CEO Ron Clarke sees post-COVID growth going forward, including with its proprietary gas station, hotel, toll and virtual card networks.

The benefit of its proprietary networks also includes receiving ‘more data and deeper discounts than [its] general purpose competitors.’

Its efforts to ramp up electric vehicle charging station payments continues to gain speed, especially after the quarter end with its acquisition of Plugsurfing, a European EV charging network.

As to its financial results, topline revenue rose 29% due to organic growth, M&A activity and macro conditions.

EBITDA margin dropped year-over-year due to higher stock-based compensation and bad debts, while earnings per share jumped sequentially.

For the balance sheet, the firm ended the quarter with $1.4 billion in cash, equivalents and trading asset securities and $6.9 billion in total debt.

Over the trailing twelve months, free cash flow was $750.1 million, including $132.4 million in CapEx.

Looking ahead, management expects the second half macro and foreign exchange conditions to have a net neutral effect on its results.

However, the firm increased revenue guidance for the full year 2022 to be at around 20% growth over 2021, with cash EPS growth of 21%.

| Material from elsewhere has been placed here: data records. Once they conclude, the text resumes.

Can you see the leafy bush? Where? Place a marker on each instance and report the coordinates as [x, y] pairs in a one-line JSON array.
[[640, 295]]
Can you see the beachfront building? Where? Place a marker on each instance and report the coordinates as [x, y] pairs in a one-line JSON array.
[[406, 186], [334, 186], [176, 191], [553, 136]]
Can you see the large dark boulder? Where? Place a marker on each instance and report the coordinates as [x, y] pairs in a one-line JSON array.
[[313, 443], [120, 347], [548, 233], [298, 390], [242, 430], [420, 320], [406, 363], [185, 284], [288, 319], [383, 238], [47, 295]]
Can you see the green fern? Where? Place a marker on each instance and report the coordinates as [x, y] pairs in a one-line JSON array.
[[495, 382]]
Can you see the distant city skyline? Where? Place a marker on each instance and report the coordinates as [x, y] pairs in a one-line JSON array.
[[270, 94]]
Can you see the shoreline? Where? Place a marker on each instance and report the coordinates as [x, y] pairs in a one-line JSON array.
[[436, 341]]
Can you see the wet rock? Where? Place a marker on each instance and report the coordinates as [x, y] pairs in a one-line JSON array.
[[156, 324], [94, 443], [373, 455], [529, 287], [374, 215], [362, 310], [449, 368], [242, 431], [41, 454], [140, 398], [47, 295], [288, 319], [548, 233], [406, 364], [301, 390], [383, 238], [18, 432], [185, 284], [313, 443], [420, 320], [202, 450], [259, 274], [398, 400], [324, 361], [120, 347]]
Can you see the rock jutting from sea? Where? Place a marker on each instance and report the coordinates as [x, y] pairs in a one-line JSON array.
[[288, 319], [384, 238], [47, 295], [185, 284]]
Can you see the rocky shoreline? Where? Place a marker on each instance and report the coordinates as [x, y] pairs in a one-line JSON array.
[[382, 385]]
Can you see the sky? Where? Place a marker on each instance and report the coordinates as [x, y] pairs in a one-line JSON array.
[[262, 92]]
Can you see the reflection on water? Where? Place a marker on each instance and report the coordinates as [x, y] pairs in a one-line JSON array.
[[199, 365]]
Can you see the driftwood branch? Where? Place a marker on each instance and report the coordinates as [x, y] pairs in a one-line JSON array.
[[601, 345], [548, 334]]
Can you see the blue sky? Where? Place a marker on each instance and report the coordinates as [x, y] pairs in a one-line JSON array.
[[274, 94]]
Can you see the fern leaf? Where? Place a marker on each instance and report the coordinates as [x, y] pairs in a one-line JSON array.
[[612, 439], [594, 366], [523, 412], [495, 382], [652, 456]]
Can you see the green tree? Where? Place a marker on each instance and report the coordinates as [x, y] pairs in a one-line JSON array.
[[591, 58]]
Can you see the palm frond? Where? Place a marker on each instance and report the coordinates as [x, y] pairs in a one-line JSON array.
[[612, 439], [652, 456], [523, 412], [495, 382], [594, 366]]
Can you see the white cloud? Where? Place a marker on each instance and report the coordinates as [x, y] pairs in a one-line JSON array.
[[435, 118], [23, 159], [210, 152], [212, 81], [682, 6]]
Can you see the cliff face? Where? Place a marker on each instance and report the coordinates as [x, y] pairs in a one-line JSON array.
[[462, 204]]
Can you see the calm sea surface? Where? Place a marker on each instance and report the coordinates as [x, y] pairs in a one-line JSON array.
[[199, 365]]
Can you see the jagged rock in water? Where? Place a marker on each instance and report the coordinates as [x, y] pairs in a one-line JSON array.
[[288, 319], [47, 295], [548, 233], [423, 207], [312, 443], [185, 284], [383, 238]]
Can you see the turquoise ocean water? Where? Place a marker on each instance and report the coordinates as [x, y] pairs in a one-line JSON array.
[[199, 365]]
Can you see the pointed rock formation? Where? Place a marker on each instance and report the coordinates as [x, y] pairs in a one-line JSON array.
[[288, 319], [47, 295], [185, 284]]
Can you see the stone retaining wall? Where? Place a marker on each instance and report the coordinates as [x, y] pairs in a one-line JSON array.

Regarding valuation, the market has punished FLT in recent quarters since interest rates have risen sharply, likely due to the firm’s significant debt load and increasing cost of capital as its existing hedges come off in January and December 2023 and its debt service costs escalate.

The primary risks to the company’s outlook include a macroeconomic slowdown in the regions in which it operates, thereby reducing payments growth, and the pending escalation in interest expense due to its material debt load.

While FLT is investing in growing its EV charging and related payments capabilities in Europe, its earnings results may be reaching a near-term peak as its debt service costs grow markedly throughout 2023.

As economies slow, the firm will see an increase in bad debts and fraudulent usage activity, also adding to expenses.

For patient investors, FLT may represent a bargain here, but I’m more cautious and on Hold for the time being.